Reality. Perception. How much do those things affect one another?
From an outsider’s perspective, this event probably looks (and sounds) daft. And in most settings, it would be–sitting there and obscuring one of the senses I hold to for survival and familiarization in an unfamiliar place with unfamiliar people. But my reality, at the time, was very different than what could be seen.

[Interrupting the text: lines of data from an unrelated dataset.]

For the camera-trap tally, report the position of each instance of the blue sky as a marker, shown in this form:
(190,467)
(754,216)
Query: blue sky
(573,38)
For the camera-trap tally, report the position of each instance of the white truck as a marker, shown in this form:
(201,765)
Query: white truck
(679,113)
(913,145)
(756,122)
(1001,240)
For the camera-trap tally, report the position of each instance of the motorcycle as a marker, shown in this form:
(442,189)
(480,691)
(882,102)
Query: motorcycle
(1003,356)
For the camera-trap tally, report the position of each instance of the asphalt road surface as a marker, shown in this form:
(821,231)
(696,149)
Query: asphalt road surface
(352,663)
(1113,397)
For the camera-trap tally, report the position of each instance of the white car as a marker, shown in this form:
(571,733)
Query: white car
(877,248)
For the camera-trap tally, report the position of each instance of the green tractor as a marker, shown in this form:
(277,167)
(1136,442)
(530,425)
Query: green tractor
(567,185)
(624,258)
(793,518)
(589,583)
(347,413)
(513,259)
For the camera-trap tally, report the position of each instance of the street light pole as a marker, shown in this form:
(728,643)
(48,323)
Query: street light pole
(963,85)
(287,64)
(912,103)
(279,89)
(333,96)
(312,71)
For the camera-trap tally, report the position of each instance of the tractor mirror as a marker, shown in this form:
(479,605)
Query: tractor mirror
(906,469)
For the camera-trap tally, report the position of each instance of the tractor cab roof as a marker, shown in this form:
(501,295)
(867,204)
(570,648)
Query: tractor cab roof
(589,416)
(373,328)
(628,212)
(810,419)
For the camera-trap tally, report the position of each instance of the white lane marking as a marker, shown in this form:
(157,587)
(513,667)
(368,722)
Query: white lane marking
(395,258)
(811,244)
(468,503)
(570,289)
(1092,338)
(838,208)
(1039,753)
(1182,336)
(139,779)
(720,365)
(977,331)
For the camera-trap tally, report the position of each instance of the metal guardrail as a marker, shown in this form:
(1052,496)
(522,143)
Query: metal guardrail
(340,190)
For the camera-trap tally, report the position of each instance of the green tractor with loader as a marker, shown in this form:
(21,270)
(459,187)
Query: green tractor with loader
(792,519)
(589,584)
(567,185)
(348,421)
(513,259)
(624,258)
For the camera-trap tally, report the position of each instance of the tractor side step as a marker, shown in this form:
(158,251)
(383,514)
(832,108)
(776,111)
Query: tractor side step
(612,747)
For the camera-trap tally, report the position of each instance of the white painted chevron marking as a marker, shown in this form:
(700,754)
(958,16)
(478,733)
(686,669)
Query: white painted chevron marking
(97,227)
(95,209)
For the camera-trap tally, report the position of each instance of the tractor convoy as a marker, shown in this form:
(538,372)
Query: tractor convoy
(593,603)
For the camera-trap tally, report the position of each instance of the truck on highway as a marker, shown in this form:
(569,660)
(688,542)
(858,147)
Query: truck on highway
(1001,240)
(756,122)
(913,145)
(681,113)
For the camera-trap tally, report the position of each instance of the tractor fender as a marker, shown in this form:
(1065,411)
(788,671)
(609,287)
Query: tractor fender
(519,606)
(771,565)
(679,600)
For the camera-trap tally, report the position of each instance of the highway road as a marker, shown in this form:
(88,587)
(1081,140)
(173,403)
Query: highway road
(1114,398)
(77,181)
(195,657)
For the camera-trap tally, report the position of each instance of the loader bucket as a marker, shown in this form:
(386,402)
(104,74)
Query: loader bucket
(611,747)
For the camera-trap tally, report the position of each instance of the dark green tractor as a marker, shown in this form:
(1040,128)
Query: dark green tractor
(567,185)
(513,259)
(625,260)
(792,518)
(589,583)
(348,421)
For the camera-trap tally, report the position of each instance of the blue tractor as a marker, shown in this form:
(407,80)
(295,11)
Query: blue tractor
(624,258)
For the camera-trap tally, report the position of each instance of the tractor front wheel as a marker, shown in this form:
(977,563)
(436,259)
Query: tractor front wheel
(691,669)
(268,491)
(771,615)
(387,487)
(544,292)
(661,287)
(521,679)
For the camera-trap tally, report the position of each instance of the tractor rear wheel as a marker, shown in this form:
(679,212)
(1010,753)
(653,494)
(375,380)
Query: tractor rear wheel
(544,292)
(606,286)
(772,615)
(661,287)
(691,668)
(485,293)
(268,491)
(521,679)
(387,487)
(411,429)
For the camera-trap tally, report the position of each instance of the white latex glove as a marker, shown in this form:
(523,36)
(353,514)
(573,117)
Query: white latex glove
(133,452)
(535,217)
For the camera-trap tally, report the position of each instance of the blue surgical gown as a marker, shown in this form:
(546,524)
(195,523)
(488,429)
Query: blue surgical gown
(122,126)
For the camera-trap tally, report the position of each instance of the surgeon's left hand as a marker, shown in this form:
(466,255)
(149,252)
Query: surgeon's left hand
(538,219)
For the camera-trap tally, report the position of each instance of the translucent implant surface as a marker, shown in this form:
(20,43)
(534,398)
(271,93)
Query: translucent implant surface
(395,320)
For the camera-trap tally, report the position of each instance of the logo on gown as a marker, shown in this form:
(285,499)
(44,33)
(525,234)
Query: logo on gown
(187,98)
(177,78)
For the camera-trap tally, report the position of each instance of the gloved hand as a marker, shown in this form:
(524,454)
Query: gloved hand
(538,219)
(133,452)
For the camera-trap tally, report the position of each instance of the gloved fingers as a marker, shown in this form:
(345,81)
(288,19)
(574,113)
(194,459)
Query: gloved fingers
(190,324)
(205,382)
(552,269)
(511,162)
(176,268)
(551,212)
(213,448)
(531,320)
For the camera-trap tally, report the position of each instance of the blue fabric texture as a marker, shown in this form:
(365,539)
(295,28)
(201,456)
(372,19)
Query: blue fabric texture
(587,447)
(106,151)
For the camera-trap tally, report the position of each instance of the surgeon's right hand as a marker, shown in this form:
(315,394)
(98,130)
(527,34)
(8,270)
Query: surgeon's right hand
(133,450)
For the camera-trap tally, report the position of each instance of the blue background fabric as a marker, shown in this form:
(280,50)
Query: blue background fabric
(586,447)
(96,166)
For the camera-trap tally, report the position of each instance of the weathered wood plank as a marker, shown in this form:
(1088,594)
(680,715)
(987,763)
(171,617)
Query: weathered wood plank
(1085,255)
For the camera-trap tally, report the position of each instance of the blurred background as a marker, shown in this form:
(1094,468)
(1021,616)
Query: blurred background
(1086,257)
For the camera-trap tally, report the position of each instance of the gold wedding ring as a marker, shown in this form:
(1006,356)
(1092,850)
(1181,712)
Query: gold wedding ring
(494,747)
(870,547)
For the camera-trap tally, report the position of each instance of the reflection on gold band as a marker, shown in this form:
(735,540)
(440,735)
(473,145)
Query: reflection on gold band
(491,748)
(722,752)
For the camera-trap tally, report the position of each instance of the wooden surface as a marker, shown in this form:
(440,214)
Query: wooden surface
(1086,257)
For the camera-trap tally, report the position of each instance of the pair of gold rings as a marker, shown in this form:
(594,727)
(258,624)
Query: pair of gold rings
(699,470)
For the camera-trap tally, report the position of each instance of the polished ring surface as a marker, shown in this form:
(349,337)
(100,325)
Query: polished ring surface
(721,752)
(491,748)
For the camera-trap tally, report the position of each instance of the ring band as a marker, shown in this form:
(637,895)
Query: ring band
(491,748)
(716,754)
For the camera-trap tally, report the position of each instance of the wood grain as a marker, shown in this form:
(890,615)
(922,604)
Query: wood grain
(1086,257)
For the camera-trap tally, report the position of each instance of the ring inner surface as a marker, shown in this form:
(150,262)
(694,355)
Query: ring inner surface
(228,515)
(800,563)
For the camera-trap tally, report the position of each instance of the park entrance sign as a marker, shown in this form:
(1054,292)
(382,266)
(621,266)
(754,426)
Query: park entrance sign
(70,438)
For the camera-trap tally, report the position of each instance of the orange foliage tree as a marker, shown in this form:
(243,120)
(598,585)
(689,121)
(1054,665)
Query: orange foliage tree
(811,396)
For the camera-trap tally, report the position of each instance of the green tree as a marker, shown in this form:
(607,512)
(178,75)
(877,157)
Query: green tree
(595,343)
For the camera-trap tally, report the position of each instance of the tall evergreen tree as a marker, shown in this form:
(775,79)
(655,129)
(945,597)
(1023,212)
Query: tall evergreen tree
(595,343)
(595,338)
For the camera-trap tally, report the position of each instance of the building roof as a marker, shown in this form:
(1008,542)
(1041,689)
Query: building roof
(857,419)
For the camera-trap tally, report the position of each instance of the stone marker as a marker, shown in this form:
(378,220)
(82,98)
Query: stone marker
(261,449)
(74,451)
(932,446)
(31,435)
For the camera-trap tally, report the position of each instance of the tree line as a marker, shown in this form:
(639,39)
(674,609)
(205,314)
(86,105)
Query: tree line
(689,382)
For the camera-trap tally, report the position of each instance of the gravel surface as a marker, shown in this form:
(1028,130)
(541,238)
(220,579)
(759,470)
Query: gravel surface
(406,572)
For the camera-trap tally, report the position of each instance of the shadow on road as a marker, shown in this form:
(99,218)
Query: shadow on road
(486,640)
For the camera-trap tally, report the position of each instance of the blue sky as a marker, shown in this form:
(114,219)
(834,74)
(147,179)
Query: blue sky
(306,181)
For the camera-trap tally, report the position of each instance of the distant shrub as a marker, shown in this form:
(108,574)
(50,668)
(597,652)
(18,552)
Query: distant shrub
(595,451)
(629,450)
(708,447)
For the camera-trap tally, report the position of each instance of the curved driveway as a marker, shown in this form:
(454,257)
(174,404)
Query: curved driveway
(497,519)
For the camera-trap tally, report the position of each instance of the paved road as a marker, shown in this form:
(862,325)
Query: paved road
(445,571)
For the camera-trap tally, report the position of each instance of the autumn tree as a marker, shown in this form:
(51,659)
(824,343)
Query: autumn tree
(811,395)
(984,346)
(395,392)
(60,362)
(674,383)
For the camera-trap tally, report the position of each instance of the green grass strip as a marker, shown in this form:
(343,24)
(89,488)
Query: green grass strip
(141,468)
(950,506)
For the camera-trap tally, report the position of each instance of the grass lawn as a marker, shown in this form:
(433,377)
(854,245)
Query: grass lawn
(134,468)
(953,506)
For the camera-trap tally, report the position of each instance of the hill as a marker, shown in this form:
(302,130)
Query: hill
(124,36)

Instead, it was painted by sound… the point of this exhibit at the Tate Modern. To explore sound and voice. The size of the room mixed with the organization of the circle of speakers is meant to accurately reflect the presence of a live choir. Each speaker, which houses an individual voice, was placed with purpose. If you sat in the middle you could experience the whole choir. Or, if you walked in a circle, you could hear a mixture of the voices. The intention: to explore how sound creates space. How music psychologically affects us despite settings or sights or other senses. I used to mock the general concept of modern art, but I understand now that there are times in which it shows a purpose or asks questions that are quite relevant. (Plus, who am I to define or dictate the definition of art?) Many of the current exhibits at the Tate Modern ask questions like this. Of identity and culture. Of what voice is. Who or what do we let define us and how does that influence us? How are we connected to others? The ambiguity of modern identity as cultures collide and meld. Those questions and concepts are subjective by nature, but that subjectivity does not negate importance. And so I leave after pondering, reading, and perching above a real cathedral. Thinking of the people who sat right here and probably thought the same things I did. Thinking of the builders of that cathedral, who probably thought the same thing I did. Human questions and concepts. Inherent in our bloodstream.